FlyerTalk Forums - View Single Post - Getting a British Passport
View Single Post
Old Sep 23, 2005 | 1:30 am
  #61  
Aviatrix
All eyes on you!
20 Years on Site
 
Join Date: Oct 2002
Location: UK
Posts: 7,566
Originally Posted by BigFlyer
Is there some sort of secret competition going on in this thread to see who can give the most wrong information in the most authoritative sounding way?

From an official page of the German Foreign Office at http://www.auswaertiges-amt.de/www/e...e/faq/kat3/F10:
As well as German nationality, our child has had a second nationality since birth. Does our child have to choose between the two in later life?
No, as far as German law is concerned, if your child automatically had two nationalities at birth, he/she does not have to decide between the two at a later stage. Your child is therefore a permanent holder of dual nationality. In some cases, the law of the other country may however dictate a need to choose.
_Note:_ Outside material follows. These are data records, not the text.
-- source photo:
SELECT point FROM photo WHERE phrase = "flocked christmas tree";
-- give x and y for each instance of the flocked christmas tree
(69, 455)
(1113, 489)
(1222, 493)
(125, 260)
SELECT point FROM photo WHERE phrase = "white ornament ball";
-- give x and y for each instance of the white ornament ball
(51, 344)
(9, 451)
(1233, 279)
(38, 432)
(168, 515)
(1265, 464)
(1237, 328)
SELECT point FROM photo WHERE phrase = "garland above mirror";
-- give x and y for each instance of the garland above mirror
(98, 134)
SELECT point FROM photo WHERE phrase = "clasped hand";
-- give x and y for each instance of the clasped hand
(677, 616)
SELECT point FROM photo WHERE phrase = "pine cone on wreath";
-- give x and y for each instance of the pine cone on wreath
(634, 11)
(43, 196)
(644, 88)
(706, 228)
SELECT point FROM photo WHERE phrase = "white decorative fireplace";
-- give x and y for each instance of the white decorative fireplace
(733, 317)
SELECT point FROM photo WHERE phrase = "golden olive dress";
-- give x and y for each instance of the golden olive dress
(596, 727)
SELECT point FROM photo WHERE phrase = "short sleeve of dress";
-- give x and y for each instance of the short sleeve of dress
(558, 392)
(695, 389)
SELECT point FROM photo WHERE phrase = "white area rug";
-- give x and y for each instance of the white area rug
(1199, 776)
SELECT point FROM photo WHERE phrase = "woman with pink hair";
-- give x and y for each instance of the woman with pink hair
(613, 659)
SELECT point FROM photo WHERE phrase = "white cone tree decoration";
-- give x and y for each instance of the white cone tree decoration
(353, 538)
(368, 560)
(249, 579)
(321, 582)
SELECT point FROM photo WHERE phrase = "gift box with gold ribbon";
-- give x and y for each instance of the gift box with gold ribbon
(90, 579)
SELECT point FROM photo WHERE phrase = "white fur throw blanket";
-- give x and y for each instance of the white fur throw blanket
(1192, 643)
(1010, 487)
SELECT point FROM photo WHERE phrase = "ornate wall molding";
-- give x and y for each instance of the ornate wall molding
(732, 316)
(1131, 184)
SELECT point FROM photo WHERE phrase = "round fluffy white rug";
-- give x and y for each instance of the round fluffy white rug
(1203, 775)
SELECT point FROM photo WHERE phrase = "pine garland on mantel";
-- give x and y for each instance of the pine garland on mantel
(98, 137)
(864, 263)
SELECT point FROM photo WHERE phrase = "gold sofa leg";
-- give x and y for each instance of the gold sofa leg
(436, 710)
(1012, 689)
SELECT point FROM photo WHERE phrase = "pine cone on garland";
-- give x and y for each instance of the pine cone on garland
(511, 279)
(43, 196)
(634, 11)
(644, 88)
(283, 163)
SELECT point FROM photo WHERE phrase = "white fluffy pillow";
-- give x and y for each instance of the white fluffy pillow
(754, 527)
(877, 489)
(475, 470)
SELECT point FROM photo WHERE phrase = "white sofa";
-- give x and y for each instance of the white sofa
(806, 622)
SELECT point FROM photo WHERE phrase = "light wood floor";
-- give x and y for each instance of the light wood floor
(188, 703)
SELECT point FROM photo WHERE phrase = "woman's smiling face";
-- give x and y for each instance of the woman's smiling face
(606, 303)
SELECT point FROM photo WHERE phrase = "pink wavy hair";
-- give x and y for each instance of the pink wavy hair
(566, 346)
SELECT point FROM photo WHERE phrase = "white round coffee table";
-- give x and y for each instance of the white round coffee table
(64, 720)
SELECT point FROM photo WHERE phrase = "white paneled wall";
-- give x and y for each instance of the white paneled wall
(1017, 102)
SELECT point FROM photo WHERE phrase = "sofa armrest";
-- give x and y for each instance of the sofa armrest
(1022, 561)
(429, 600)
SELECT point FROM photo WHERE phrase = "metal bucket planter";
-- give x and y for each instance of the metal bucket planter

If there is a prize for "misleading information" then perhaps that prize should go to the German Foreign Office! The above quote is actually quite inaccurate and misleading because it makes it appear as though it is ALWAYS the case that German dual nationals can keep their dual nationality for life - which is not correct.

Under current law (in force since 2000) there are two ways of being born into German nationality - by descent and by birth. Those born into German nationality by descent (i.e., children of German parents) do not have to choose. Those born into German nationality by birth (i.e., children born in Germany to parents who are residents but not citizens) have to choose between German citizenship and their parents' citizenship before age 23.

This is what I found out so far - but I believe there must be another set of circumstances in which dual nationals lose their German nationality because a friend of mine has recently lost hers (she had a letter from the German Embassy instructing her to return her German passport as she is no longer entitled to it). She was born outside Germany to a German father and non-German mother.